Fusion supporters say that advances in magnets and other areas have made the chances of success much greater. Contrary to its reputation as a long-drawn-out industry that pays off over the decades, “there has been tremendous progress indeed,” said Phil Larochelle, investment manager at Breakthrough Energy Ventures. Breakthrough, a venture capital company chaired by Bill Gates, has also invested in Commonwealth.

Scientists in the field said that the influx of private funds and the pursuit of different approaches to solving the problem are positive.

“Which of them will win in the end is hard to predict, but there will be a lot of good research and development,” said Jonathan E. Menard, assistant director of research at Princeton Plasma Physics Laboratory.

However, the years to come will require large increases in spending, say Fusion managers. Tokamak Energy plans to build a $ 1 billion pilot fusion machine, using the powerful magnets it has developed, which increase the earth’s gravitational pull many times over. The device could be the basis for the core of electric power plants or for other commercial applications.

It’s not easy to convince investors to jump from a single-digit million dollar amount to the $ 50 million to $ 100 million needed for another generation of prototypes.

“People still measure returns on investment using common metrics,” such as through merger startups.

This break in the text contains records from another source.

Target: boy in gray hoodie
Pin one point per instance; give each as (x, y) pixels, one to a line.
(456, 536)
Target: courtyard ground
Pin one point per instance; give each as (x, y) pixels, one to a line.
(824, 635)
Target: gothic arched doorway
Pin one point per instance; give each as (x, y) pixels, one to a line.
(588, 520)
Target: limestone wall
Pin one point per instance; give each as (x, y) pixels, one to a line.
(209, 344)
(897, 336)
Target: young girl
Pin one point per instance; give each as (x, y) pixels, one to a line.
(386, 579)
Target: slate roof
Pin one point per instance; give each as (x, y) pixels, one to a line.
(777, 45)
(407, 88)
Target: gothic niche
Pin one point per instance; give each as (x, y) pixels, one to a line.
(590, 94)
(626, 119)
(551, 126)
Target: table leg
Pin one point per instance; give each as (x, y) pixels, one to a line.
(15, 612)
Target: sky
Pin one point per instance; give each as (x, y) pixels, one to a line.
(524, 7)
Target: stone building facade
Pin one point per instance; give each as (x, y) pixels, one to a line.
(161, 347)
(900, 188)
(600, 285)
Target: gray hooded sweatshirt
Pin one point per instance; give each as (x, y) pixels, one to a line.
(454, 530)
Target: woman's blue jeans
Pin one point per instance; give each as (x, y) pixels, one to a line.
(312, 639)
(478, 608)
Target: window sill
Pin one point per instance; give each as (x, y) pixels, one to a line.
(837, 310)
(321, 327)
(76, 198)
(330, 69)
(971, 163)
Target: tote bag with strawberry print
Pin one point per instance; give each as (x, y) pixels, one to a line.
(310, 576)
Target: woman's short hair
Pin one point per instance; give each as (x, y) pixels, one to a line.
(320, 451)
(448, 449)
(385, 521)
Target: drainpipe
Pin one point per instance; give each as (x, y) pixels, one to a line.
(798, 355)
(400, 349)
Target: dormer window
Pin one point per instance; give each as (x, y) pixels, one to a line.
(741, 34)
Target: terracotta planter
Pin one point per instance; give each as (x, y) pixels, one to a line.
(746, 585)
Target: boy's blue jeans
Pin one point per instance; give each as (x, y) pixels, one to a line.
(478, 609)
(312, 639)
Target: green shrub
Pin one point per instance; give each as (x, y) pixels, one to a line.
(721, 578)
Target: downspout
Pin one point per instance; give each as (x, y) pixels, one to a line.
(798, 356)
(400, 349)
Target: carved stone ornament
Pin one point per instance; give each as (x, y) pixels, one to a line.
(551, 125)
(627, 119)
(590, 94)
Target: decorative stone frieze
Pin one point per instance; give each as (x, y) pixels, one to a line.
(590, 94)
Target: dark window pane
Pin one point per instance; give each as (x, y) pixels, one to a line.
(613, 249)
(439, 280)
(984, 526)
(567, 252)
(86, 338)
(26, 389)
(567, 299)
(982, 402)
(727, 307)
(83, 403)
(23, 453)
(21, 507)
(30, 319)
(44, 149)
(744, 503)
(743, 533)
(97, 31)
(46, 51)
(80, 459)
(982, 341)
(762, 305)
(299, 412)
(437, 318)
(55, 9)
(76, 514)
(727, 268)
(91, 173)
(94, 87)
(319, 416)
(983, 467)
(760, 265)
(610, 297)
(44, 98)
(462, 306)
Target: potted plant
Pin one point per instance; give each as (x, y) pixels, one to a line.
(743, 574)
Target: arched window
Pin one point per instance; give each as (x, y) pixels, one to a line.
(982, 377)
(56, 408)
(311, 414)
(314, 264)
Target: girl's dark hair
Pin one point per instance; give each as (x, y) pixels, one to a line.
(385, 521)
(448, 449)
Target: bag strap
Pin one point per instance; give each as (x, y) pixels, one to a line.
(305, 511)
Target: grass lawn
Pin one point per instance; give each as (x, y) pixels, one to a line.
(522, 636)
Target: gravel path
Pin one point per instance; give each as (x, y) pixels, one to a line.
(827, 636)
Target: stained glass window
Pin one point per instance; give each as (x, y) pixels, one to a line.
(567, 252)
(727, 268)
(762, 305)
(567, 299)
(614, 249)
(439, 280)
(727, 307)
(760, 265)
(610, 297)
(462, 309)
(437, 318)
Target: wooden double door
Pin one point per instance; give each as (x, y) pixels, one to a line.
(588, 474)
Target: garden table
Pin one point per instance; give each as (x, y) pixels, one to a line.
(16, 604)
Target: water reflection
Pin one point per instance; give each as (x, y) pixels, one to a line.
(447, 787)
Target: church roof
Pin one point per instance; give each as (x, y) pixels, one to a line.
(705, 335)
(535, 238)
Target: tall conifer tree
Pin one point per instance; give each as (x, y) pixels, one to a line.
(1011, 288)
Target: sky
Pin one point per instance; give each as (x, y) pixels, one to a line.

This pressure has led Mr. Binderbauer to turn some of the technologies that TAE developed on the way to the merger into a business. A TAE subsidiary develops cancer treatments with particle beams. The ventures, he said, are easier for investors to sell.

However, Fusion supporters say a tipping point could come if big investors rush to get involved. “Once the money is behind it, the sky’s the limit,” said Mr. Harding, the hedge fund founder. “There aren’t many merger projects in the world, but there are many investors.”